O ativismo feminista passou das ruas para o mundo virtual e tornou-se, à vez, mais fragmentado e abrangente. E sem destruir peças de roupa interior! A palavra ainda hoje provoca calafrios a homens e mulheres e gera a imagem pré-concebida de um ser que há muito se divorciou da depilação, com aversão a tudo o que seja feminino e apetência para queimar soutiens na praça pública. Nada mais falso.
As feministas de hoje têm, infelizmente, muitos e bons motivos pelos quais lutar, mas deixaram de atear fogueiras nas ruas. Passaram a lançar o fogo na internet. Em blogues, em plataformas e nas redes sociais, com debates acalorados em que cada qual luta pelas suas causas. «Decidi não mais pedir desculpa pela minha feminilidade», declarou a autora e ativista Chimamanda Ngozi Adichie.
«A palavra feminismo tem uma bagagem de ódio. Precisamos de a limpar», referiu mesmo na sua apresentação no evento TEDTalk em 2012. A nova visão do feminismo baseia-se mais em criar opções do que em derrubar inimigos. Infelizmente, o movimento nunca deixou de existir, porque nunca deixou de ser necessário.

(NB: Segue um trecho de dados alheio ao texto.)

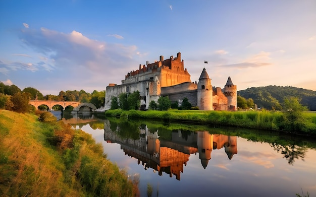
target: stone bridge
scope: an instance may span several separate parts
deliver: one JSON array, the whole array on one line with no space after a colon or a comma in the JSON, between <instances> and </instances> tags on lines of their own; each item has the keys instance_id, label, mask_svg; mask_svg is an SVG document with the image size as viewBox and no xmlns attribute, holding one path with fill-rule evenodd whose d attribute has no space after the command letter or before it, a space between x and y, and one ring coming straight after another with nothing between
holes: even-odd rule
<instances>
[{"instance_id":1,"label":"stone bridge","mask_svg":"<svg viewBox=\"0 0 316 197\"><path fill-rule=\"evenodd\" d=\"M49 111L51 111L52 109L52 107L55 105L60 105L63 107L63 109L65 109L69 106L74 107L73 111L78 111L80 110L80 108L87 107L90 108L90 109L95 110L96 107L92 103L80 103L80 102L75 101L51 101L51 100L30 100L29 102L29 105L34 106L36 109L38 109L38 106L40 105L46 105L48 107Z\"/></svg>"}]
</instances>

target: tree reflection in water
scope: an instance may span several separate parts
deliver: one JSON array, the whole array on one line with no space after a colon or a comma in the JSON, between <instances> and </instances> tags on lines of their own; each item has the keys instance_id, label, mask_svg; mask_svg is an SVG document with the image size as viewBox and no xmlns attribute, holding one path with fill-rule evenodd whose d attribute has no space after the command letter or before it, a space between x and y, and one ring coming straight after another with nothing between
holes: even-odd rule
<instances>
[{"instance_id":1,"label":"tree reflection in water","mask_svg":"<svg viewBox=\"0 0 316 197\"><path fill-rule=\"evenodd\" d=\"M271 147L278 153L284 155L283 158L288 161L289 164L293 165L295 159L301 158L304 161L305 154L307 152L306 146L299 146L294 144L281 145L276 143L271 144Z\"/></svg>"}]
</instances>

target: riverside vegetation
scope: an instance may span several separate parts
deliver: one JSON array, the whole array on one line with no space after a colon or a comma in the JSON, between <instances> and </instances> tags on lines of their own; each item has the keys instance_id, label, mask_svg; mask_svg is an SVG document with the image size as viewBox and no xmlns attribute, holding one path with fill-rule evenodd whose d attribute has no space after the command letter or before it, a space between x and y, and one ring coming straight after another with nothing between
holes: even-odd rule
<instances>
[{"instance_id":1,"label":"riverside vegetation","mask_svg":"<svg viewBox=\"0 0 316 197\"><path fill-rule=\"evenodd\" d=\"M107 116L149 118L214 126L227 126L316 135L316 113L301 111L275 112L179 110L106 111Z\"/></svg>"},{"instance_id":2,"label":"riverside vegetation","mask_svg":"<svg viewBox=\"0 0 316 197\"><path fill-rule=\"evenodd\" d=\"M0 195L139 194L138 178L107 159L91 135L36 113L0 110Z\"/></svg>"}]
</instances>

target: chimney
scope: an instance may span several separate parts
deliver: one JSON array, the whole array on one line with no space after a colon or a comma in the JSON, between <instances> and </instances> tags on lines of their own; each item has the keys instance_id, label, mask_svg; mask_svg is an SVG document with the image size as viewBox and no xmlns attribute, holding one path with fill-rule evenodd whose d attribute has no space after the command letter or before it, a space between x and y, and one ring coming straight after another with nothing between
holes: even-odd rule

Cem anos depois das primeiras sufragistas lutarem pelo voto feminino, 50 depois das feministas dos anos das décadas de 1960 e 1970 reclamarem a liberdade sexual, a luta pela igualdade dos direitos das mulheres continua a fazer sentido. Disparidade salarial, menor acesso à educação, tráfico, violência de género e mutilação são ataques que as mulheres sofrem hoje em todo o mundo.
Um (ainda) longo caminho a percorrer
Apesar dos avanços, o caminho a percorrer ainda é longo. Uma realidade que justifica plenamente o título do livro da escritora nigeriana Chimamanda Ngozi Adichie, «Todos Devemos Ser Feministas». Considerado o «livro mais importante do ano [2015]» pelo jornal The Telegraph, a obra é a adaptação de uma conferência TED dada pela autora em dezembro de 2012.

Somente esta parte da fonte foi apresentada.